A Grubhub spokeswoman said the company’s drivers are required to use hot or cold delivery bags, and that the company strives to make things right with the customer when there’s a problem with the food.
In addition to restaurant complaints, consumers are venting about woeful package delivery on Twitter, YouTube and occasionally the local news. A February segment on San Francisco’s CBS affiliate showed a driver for Amazon chucking a package out the passenger window of his compact car onto a woman’s driveway. A New York man’s Change.org petition seeks to have Virginia-based LaserShip Inc. removed as one of Amazon’s delivery partners due to service problems. It had 70 signatures through Tuesday.
A LaserShip spokeswoman referred questions to a company executive, who was unavailable for comment.
A coalition of state restaurant associations has gathered to discuss potential regulation or legislation concerning the rise of third-party delivery companies. The restaurant industry hopes to get buy-in from delivery companies before going to legislators, said Anna Tauzin, vice president of marketing and innovation for the Texas Restaurant Association.

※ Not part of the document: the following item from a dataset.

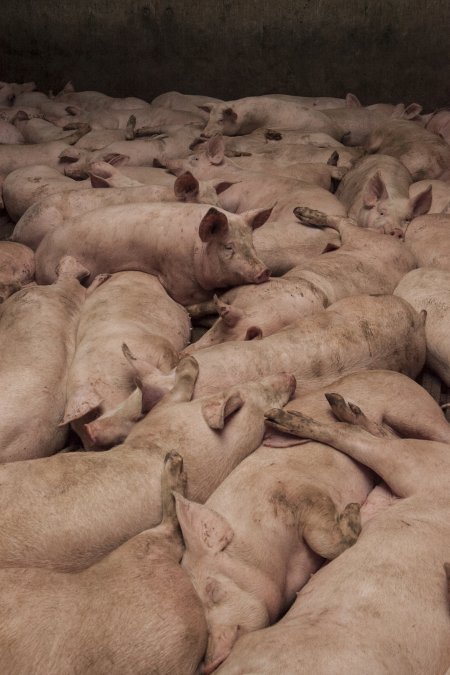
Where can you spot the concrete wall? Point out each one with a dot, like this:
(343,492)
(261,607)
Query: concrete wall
(392,50)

“If there is an incident out there, who’s liable?” said the National Restaurant Association’s Weichelt.
Mike Dickey, a 30-year veteran of the restaurant business, paused to collect his thoughts when asked about the growth of Grubhub Inc., DoorDash, Uber Eats and other third-party delivery companies. He’s conflicted about the tech companies that now deliver 20 meals a day for his Uncle Maddio’s Pizza franchise in suburban Atlanta and also take a 30-percent slice of every sale.
Those fees hurt in a low-margin business, said Dickey, who has also fielded customer complaints when pizza arrives late or cold. But with food couriers so pervasive that many restaurants have four or five stickers on their doors advertising different delivery services, Dickey risks losing sales to competitors if he doesn’t offer the same convenience.
“The problem with our business,” he said, “is you can’t afford not to use them.”